Bir gün, sevgili Peygamberimiz sevinçli bir halde ashabının yanına gelir. “Sizin hicret edeceğiniz yer bana bildirildi. Orası Medine’dir. Oraya hicret ediniz, Allah-ü Teâla Medine’yi size emniyet ve huzur bulacağınız bir yurt kıldı” buyurdu.
Efendimizin tavsiyesi üzerine Müslümanlar bir biri ardınca, bölük bölük Medine’ye göç etmeye başladılar.
Son olarak da kendileri hicret etti.
Tarihçilere göre miladi 622 senesinde Allah-ü Teâlâ’nın emri ile Peygamber Efendimiz Mekke’den Medine’ye gitti, işte bu yolculuğuna hicret denir. O gün Hicret, tarihin başlangıcı olarak kabul edilmiştir.
Cebrail (as) Efendimize gelir; “Kâfirler seni öldürmeye karar verdi. Bu gece Ali’yi yatağına yatır ve Ebubekir ile Medine’ye hicret et” dedi.
Hz. Ali o zaman genç bir delikanlıydı. Efendimizin buyruğunu emir kabul etti: “Bin canım da olsa, senin yoluna feda olsun” diyerek Efendimizin yatağına yattı.
Müşrikler evi kuşattıklarında Efendimiz bir avuç toprak alıp: “Onların hem önlerine bir set hem arkalarına bir set çektik, hem de onları kuşatıp sardık. Artık onlar (hakikati) göremezler.” (Yasin Suresi 9. Ayet) okuyarak müşriklerin yüzüne serperek aralarından geçip Hz. Ebubekir’in evine gitti.
Hz. Ebubekir’e “Bu gece Medine’ye hicret etmeye emir aldım” buyurdu.
Efendimiz Ebubekir’le birlikte Sevr Mağarası’na sığındılar. Mağaranın önünde bir ağaç yeşerdi. Ağacın üzerine iki güvercin yuva yapıp yumurtladılar. Bir örümcekte mağaranın ağzını ağıyla kapattı.
Peygamber Efendimizin Mekke’den ayrıldığını duyan müşrikler ok ve yaylarını alıp Mekke dışına çıkarak Efendimizi öldürmek için aramaya koyuldular.
Öyle kararlıydılar ki Sevr Mağarası’na kadar geldiler.

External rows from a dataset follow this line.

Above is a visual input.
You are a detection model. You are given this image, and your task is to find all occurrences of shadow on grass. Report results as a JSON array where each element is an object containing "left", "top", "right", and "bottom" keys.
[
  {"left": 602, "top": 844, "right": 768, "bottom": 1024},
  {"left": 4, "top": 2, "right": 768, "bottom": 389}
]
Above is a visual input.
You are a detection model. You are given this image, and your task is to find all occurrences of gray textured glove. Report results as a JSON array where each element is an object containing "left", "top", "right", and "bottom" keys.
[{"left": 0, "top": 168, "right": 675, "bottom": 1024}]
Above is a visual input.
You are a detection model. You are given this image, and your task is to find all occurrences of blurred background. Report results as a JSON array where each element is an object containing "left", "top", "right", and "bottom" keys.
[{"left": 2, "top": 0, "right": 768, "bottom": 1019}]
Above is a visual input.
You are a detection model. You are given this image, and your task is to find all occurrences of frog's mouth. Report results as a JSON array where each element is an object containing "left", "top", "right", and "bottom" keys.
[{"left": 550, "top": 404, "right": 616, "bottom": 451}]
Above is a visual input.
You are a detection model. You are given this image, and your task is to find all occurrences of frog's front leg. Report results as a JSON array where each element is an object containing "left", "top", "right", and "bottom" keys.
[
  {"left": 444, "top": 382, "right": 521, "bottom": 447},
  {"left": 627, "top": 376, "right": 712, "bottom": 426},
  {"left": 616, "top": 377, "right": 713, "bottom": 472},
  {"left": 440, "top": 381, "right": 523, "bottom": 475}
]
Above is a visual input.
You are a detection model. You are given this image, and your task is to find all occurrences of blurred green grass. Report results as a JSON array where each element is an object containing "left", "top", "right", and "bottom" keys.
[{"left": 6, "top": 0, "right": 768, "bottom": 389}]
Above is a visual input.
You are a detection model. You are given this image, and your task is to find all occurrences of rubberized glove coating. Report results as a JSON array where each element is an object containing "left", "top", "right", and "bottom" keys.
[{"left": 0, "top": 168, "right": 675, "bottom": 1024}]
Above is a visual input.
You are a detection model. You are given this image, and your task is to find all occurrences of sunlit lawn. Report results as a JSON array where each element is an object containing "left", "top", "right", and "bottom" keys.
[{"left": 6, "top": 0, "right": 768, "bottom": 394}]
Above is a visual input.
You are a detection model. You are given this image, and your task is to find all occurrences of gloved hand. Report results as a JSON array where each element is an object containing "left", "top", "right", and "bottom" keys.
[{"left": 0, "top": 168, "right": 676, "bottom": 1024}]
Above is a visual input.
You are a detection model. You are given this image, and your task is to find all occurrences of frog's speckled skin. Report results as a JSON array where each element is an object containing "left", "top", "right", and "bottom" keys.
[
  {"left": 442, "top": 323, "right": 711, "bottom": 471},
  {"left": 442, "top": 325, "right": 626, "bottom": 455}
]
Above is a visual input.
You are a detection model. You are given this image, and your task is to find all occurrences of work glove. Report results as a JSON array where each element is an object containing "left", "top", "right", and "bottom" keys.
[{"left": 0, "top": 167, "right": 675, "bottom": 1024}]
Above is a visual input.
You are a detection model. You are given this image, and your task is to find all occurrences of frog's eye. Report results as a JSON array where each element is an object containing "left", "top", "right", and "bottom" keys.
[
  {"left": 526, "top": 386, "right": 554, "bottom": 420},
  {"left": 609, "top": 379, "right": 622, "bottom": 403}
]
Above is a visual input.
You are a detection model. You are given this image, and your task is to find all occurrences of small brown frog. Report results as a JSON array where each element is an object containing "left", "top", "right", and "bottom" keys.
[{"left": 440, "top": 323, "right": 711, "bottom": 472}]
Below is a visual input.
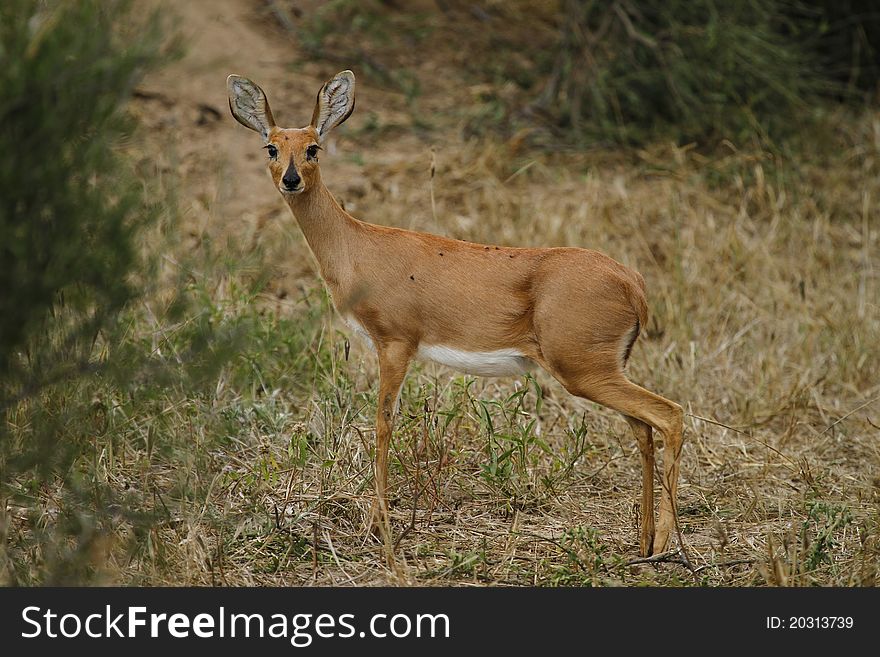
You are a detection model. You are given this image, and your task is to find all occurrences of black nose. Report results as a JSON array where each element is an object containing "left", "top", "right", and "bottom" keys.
[{"left": 282, "top": 170, "right": 301, "bottom": 190}]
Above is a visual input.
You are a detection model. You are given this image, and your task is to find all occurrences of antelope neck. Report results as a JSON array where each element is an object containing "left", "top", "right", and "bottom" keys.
[{"left": 284, "top": 180, "right": 359, "bottom": 290}]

Örümceği ve kuluçkaya yatan güvercinleri gördüler de burada kimse yok diyerek geri döndüler. Bakın dostlar, Allah korumayı murat ederse hiçbir çabanın ve tekniğin işe yaramayacağını buradan anlıyoruz.

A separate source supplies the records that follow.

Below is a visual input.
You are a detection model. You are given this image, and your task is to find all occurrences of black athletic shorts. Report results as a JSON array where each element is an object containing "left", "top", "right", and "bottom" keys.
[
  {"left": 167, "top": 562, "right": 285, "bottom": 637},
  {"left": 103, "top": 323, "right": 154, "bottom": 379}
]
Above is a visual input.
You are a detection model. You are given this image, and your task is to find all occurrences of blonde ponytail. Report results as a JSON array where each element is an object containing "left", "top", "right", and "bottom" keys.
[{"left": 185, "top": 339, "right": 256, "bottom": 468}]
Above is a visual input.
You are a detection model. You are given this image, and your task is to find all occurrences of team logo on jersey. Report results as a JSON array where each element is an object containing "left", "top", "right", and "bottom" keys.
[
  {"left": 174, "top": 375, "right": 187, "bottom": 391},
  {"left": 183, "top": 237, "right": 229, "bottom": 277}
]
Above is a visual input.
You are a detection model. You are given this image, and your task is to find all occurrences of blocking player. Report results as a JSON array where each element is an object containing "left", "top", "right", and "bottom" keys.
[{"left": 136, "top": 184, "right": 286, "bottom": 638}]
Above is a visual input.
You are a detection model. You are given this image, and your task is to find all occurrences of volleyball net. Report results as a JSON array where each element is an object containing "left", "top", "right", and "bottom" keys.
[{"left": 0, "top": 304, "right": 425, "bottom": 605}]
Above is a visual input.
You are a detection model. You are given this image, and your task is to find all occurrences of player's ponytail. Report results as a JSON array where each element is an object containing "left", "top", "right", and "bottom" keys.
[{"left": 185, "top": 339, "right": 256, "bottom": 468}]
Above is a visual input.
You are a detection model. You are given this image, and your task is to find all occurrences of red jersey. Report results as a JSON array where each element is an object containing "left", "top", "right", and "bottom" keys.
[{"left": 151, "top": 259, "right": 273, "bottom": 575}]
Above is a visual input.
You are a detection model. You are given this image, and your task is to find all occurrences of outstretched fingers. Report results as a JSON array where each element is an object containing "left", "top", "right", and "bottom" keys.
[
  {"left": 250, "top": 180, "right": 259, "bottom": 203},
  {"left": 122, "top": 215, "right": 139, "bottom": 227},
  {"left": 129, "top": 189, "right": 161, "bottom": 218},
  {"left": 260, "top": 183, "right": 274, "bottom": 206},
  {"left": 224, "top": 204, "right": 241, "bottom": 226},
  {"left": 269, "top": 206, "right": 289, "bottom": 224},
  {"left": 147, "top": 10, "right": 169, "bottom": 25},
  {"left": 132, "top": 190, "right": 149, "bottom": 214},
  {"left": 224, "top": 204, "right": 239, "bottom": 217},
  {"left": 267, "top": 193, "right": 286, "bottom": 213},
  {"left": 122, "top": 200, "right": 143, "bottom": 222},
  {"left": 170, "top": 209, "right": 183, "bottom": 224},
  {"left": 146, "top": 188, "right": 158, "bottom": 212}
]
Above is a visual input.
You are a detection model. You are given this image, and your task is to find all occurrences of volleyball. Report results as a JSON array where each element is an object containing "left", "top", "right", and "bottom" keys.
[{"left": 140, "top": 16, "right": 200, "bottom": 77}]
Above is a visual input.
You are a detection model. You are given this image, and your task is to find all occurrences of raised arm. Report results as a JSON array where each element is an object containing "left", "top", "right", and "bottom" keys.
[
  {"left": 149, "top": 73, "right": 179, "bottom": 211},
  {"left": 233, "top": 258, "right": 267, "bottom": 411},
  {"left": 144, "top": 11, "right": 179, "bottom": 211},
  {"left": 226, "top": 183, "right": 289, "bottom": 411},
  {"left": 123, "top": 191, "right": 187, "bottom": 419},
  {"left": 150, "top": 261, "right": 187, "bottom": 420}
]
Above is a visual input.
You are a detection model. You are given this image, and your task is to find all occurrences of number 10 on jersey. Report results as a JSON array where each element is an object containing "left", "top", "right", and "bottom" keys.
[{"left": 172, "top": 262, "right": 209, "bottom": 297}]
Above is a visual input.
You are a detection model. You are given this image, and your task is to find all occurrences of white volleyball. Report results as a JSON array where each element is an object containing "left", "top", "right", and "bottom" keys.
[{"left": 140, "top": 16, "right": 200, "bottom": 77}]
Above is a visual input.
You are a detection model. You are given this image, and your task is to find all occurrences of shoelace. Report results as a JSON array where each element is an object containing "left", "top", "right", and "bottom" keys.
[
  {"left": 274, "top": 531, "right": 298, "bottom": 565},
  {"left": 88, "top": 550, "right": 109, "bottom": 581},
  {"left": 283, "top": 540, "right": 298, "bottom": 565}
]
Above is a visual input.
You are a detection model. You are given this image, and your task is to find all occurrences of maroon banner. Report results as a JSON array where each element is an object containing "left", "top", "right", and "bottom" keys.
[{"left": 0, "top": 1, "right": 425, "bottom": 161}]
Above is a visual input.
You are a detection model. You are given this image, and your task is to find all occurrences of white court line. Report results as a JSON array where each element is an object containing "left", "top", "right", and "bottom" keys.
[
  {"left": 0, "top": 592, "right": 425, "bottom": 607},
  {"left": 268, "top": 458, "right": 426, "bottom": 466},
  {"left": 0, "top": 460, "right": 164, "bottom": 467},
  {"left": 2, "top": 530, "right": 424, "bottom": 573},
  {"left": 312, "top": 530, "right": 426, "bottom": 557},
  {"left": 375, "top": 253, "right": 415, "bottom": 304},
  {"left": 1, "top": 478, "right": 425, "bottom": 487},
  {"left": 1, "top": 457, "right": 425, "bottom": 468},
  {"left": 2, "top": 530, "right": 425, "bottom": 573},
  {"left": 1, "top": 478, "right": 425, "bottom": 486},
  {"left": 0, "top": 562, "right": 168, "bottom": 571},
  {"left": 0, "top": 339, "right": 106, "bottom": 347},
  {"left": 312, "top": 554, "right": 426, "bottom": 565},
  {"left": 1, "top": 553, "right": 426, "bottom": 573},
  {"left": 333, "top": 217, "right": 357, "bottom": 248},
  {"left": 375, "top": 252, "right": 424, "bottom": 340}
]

Peygamber Efendimiz yorucu bir 16 gün süren yolculuktan sonra Medine’ye dâhil oldu.
İslam medeniyetinin temelleri orada atıldı.

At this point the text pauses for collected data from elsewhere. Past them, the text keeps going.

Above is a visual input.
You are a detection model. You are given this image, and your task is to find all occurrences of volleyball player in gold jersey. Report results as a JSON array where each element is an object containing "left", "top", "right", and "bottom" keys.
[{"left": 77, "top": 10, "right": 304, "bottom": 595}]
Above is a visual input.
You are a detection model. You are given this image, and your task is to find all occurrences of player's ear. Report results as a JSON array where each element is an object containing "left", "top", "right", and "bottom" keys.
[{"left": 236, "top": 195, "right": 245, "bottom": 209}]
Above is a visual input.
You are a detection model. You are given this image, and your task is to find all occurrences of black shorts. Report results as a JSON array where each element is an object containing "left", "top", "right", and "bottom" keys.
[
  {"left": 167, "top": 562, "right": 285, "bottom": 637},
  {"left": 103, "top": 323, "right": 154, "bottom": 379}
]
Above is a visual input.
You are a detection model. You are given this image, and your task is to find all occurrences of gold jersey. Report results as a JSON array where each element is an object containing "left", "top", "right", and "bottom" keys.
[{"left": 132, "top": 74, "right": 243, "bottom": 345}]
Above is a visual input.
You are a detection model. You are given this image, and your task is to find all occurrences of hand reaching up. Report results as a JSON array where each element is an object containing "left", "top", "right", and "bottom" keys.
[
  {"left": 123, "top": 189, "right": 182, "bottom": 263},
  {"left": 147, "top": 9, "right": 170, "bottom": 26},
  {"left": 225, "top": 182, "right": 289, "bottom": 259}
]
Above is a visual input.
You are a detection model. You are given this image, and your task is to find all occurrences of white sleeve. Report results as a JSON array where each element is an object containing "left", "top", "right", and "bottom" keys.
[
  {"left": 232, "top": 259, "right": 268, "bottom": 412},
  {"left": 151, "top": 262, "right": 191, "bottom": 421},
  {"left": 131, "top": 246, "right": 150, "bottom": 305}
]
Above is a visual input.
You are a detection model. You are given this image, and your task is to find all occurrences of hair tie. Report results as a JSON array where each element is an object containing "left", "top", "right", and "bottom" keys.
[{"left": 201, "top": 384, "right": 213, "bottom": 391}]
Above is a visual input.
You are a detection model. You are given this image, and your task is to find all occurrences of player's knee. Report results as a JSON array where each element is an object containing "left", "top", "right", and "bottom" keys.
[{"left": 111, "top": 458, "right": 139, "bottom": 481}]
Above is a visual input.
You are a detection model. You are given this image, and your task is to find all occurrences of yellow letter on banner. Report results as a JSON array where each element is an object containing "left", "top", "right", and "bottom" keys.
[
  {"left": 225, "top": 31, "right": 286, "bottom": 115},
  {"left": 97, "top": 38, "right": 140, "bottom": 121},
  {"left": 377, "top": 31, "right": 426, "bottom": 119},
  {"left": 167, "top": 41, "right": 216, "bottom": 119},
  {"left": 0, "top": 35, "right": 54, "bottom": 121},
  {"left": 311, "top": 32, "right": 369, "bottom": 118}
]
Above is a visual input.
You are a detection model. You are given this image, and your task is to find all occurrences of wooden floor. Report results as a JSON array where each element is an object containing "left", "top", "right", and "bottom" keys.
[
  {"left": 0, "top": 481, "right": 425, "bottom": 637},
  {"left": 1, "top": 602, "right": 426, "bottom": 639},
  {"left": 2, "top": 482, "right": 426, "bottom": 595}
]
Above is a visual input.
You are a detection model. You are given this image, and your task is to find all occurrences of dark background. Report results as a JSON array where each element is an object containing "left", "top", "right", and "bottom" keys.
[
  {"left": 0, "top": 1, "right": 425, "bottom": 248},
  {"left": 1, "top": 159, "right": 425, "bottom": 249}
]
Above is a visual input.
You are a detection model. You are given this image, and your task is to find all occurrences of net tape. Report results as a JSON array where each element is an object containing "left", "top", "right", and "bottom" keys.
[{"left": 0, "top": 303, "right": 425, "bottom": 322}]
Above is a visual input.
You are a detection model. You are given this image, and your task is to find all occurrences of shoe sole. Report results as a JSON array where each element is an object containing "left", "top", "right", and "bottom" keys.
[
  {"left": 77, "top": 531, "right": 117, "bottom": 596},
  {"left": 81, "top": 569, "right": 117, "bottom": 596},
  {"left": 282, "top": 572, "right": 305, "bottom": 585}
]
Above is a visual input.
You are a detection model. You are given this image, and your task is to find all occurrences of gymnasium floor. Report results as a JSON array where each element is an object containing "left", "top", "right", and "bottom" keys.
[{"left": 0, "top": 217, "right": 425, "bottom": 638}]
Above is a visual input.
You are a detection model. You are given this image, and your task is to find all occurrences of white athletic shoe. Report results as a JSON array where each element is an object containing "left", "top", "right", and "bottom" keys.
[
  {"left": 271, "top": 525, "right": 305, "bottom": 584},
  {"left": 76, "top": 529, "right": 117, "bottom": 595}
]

İslam ordu karargâhı da kuruldu
İslam devleti orada teşekkül etti.
İslami cihat ordusu da ilk defa orada oluştu.
Bir yanda ilmi mücadele, bir yanda siyasi mücadele ve askeri sahada ordunun teşkil etmesi. Müslümanların devlet olması Efendimizin tebliğ metoduydu.
Efendimizin yönlendirmesiyle sahabeler Zilhicce ayının 27. gününde hicret yolculuğuna başladılar. Efendimiz de Muharremin birinci günü yolculuğa dâhil oldu. Bundan dolayı Muharrem ayının birinci günü hicret takviminin başlangıç günü sayılmıştır.
Hicri yılbaşı dolayısıyla 1445 yılına girmişken duamız odur ki;
Yarabbi yeni yılda İslamiyet’i gerçek manası ile anlamayı ve layıkıyla yaşamayı tüm kullarına, ülkem insanına, tüm Müslümanlara nasip et diyor, nice hicri yıllara diyorum. Vesselam…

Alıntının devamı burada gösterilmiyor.